V
I often think that the equestrian statue has a larger and more immediate power of communication than other sculptural forms. This is not merely because of its weight and volume and general air of expensiveness. Those things belong in ever so many climes to ever so many huge prosaic monuments seen with the profoundest indifference of the human soul. But the man (or the Maid) on horseback is readily enough taken to heart as a person with tidings, say as someone bringing the good news from Ghent, or some other definite place. He or she at once becomes a figure in a drama, that old word that means something doing; an atmosphere of romance is at once created for the passer-by to share in, if he likes.
Perhaps the equestrian hero is Mr.

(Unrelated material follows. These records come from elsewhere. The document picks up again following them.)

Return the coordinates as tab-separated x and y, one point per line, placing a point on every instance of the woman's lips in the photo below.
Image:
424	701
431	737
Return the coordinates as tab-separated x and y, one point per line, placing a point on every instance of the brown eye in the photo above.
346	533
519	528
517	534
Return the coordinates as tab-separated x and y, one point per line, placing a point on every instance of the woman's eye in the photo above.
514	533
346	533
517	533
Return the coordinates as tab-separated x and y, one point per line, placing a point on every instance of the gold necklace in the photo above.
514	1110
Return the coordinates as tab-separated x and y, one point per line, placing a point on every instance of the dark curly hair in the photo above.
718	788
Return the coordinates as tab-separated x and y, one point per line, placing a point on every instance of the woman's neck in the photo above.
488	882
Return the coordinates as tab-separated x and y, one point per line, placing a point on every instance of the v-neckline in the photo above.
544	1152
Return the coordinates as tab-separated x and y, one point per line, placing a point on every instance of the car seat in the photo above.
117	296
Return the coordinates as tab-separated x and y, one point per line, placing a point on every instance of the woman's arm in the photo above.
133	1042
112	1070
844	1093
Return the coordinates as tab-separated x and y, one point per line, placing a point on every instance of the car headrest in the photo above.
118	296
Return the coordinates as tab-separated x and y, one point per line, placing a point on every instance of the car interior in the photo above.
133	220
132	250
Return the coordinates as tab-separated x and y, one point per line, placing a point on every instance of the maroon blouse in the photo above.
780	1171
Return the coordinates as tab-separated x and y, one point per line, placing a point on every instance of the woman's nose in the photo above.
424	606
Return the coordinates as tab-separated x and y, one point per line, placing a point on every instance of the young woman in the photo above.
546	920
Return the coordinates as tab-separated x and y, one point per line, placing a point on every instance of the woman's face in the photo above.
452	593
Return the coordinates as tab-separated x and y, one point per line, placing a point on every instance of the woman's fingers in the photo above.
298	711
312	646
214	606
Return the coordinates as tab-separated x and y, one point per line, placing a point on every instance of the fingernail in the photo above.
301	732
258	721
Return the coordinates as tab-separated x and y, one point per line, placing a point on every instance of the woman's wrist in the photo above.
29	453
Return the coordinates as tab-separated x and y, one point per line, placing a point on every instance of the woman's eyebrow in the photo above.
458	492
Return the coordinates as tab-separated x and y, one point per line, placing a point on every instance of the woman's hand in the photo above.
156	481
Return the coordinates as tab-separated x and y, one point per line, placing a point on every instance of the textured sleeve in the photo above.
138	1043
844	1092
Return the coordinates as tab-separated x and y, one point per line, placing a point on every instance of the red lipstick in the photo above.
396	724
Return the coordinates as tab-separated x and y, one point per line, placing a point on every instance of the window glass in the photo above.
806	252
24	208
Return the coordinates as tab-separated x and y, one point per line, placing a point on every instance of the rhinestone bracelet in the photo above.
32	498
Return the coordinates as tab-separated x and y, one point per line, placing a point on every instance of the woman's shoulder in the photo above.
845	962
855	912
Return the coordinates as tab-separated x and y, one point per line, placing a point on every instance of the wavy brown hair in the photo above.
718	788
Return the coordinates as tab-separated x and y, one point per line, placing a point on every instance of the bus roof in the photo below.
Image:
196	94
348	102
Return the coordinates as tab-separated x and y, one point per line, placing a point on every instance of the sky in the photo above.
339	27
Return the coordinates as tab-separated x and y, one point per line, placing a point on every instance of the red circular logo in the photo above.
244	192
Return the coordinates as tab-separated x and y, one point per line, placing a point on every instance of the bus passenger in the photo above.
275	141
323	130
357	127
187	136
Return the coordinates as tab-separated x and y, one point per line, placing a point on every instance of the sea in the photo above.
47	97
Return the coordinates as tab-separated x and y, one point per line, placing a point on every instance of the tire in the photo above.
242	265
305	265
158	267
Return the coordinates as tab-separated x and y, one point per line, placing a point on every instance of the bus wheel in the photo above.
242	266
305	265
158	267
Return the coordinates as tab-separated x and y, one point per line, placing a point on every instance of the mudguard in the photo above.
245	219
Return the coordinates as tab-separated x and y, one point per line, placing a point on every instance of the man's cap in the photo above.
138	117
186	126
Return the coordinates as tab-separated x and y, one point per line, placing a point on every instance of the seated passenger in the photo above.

Lukeman’s Circuit Rider, a preacher of the Word, going very reverently and wisely about his Father’s business, or else, this being a great year for bronze circuit riding, he is Mr. Proctor’s studious Circuit Rider, to be set up on the Capitol grounds at Salem, Oregon. Perhaps he is Mr. Bartlett’s Lafayette, coming from a court of distinction, with a message of high national import, so that all the glory of just that must be diplomatically suggested in a large way in his own person, while his horse must show a proud lip, and seem to be of the kind men give kingdoms for. Perhaps he is Ward’s General Thomas, sitting his thoroughbred, the first thoroughbred revealed in true mettle in our sculpture; the General surveys a momentous battlefield, “holding his own,” as Garfield amazedly saw, “with utter defeat on each side of him, and such wild disorder in his rear,” and so winning the name he bore the rest of his life, the Rock of Chickamauga. Or perhaps again the hero is a heroine,—the Maid of Orleans as Miss Hyatt has portrayed her, uplifted by her visions and riding on to glory.
In any event, it is quite clear that the equestrian statue is a storied thing. And this is very hard on the solemn critic, who, thirsting for pure abstractions, declares in his mistaken way that art must not tell a story, and who for the moment highbrowbeats everybody into saying message or meaning or content instead of story. Meanwhile, so far apart are the ways of criticism and creation, the maker of equestrian statues continues to spin his romances and epics in bronze. The fact that his fine theme appeals to the people not only gladdens him; it puts him under a still more pressing obligation to show what an artist can do with such a theme, how greatly he can enhance and exalt it. He understands well enough that it is easier to begin such enterprises with gusto than to finish them with glory. Most of our masters of the equestrian form were lovers and knowers of the horse before they were his sculptors; and that, though not imperative for genius, is valuable.